If it is OC (open collector) then there are 2 possibilities:
1. there is pull-up resistor in car,
2. there is not pull-up resistor in car.
More probably it is 2, but you can check it.
In case 1 measuring voltage at K_LINE (versus GND) with multimeter you will always get 0V (or close to 0 - just floating wire).
If you get 12V than certainly (provided it is OC) you have pull-up there.
It looks you are sure you are allowed to short K_LINE to GND with transistor. If so you are also allowed to short it with ammeter (if you are not sure it is OC you can use small resistor in serie with ammeter). The measured current (I expect 2..12mA) will tell you what is the in-car pull-up resistor.
Knowing it tells you what will be your output transistor current. Your output transistor will have to drive this current + 4mA for your R7. I suppose R7 is not needed, but can be - just car OC (and your output transistors (you have 2 of them)) will have to drive both in car pull-up current + your R7 current.
Surprising is that you drive your one output transistor base with (12V-0.7V)/(5.1k+1k) = about 2mA and the second one with (3.3-0.7)/220 = about 12mA while they both work at the same (don't known yet) output current.
If I were doing this circuit I would not have this transistor driven by R1 assuming R6 driven transistor will also do the job of this transistor.

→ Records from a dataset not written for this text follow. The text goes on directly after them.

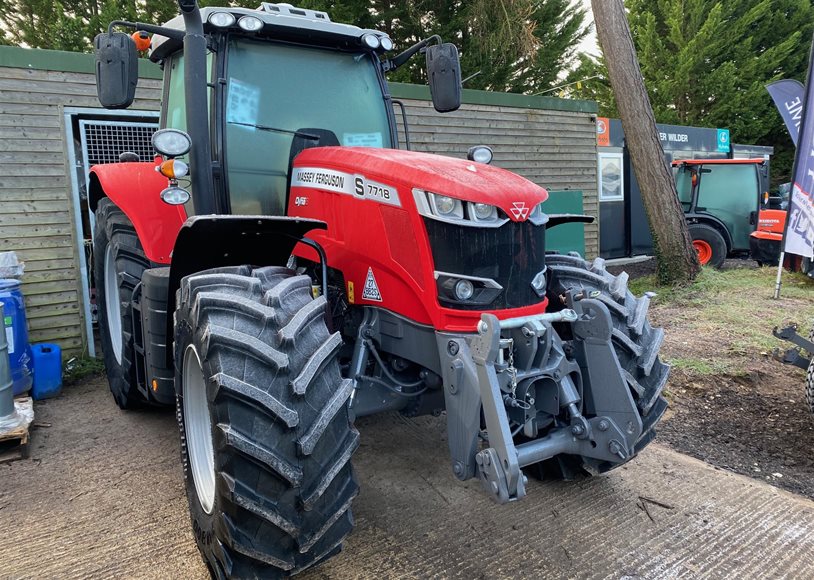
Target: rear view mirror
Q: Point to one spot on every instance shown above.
(444, 75)
(116, 70)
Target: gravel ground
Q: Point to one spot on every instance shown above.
(757, 425)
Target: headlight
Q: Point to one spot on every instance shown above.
(482, 212)
(466, 213)
(539, 283)
(250, 23)
(171, 142)
(175, 195)
(464, 290)
(371, 41)
(480, 154)
(446, 207)
(221, 19)
(537, 216)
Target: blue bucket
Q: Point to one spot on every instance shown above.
(47, 370)
(14, 324)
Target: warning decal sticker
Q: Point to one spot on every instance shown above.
(371, 290)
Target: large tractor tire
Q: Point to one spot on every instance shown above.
(635, 342)
(266, 439)
(118, 264)
(709, 244)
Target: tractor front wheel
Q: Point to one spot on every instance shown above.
(118, 265)
(636, 343)
(709, 244)
(266, 440)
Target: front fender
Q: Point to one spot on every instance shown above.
(135, 189)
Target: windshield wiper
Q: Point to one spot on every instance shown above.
(276, 130)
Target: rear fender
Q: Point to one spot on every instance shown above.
(216, 241)
(706, 219)
(135, 188)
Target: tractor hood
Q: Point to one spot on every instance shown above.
(408, 170)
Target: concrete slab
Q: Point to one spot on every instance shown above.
(103, 496)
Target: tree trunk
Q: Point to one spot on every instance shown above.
(676, 258)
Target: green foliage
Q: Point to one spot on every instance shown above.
(707, 62)
(589, 81)
(80, 368)
(735, 309)
(510, 45)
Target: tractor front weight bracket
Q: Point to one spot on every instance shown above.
(589, 382)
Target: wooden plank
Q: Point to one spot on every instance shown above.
(8, 181)
(32, 194)
(49, 334)
(35, 291)
(28, 132)
(43, 75)
(36, 243)
(32, 277)
(29, 145)
(49, 292)
(44, 264)
(54, 322)
(51, 310)
(23, 121)
(70, 342)
(27, 170)
(28, 207)
(33, 158)
(42, 218)
(36, 231)
(8, 108)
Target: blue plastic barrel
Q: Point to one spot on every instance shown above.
(47, 370)
(16, 330)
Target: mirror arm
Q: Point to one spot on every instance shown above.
(400, 59)
(172, 33)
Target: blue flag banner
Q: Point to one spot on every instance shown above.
(788, 97)
(800, 220)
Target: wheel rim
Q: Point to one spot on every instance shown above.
(198, 427)
(113, 306)
(704, 251)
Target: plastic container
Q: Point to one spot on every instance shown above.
(14, 324)
(47, 370)
(6, 398)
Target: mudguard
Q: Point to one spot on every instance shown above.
(215, 241)
(135, 188)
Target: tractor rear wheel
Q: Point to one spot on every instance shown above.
(118, 265)
(266, 440)
(636, 345)
(709, 244)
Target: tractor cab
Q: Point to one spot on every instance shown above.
(271, 83)
(721, 199)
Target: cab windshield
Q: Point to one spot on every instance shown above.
(281, 99)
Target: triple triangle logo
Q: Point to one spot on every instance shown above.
(371, 290)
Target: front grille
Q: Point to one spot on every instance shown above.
(511, 255)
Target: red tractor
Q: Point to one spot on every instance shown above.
(300, 271)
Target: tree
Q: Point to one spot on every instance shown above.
(512, 45)
(589, 81)
(675, 256)
(706, 62)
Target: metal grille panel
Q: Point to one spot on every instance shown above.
(104, 141)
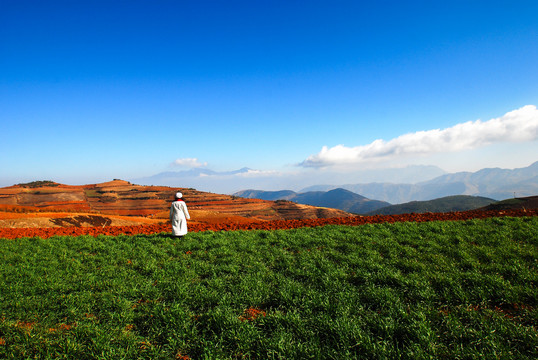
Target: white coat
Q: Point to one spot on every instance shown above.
(178, 217)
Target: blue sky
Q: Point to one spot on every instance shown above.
(95, 90)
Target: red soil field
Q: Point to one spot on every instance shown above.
(164, 227)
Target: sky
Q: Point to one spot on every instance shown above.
(92, 91)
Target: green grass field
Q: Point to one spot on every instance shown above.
(438, 290)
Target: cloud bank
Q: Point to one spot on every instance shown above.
(520, 125)
(188, 163)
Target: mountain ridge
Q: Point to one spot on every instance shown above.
(495, 183)
(338, 198)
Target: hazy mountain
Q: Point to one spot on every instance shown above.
(266, 195)
(337, 199)
(493, 183)
(444, 204)
(174, 177)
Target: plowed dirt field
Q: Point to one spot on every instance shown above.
(164, 227)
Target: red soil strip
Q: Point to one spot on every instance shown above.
(13, 233)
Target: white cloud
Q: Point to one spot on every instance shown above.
(188, 162)
(520, 125)
(258, 173)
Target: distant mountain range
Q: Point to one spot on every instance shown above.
(445, 204)
(354, 203)
(495, 183)
(337, 198)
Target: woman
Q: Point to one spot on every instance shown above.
(178, 216)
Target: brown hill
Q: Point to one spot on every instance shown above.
(118, 202)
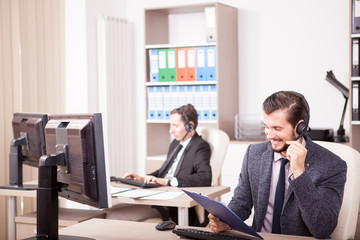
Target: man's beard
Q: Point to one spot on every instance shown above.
(282, 149)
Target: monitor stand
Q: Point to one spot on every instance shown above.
(48, 202)
(16, 160)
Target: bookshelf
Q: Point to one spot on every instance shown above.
(182, 27)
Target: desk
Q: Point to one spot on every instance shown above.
(106, 229)
(182, 202)
(12, 210)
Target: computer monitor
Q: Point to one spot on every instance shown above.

To minimize collision risk in RS485 communication we use, uC needs to notice that bus is busy just when first start bit is issued and not after the whole byte is received and my brother (he writes code for our devices) never asked me to drive with RX signal two uC pins. I believe in each microcontroller code can temporarily disconnect UART from TX and issue initial pulse, but we have never used STM32. Maybe it is an exception.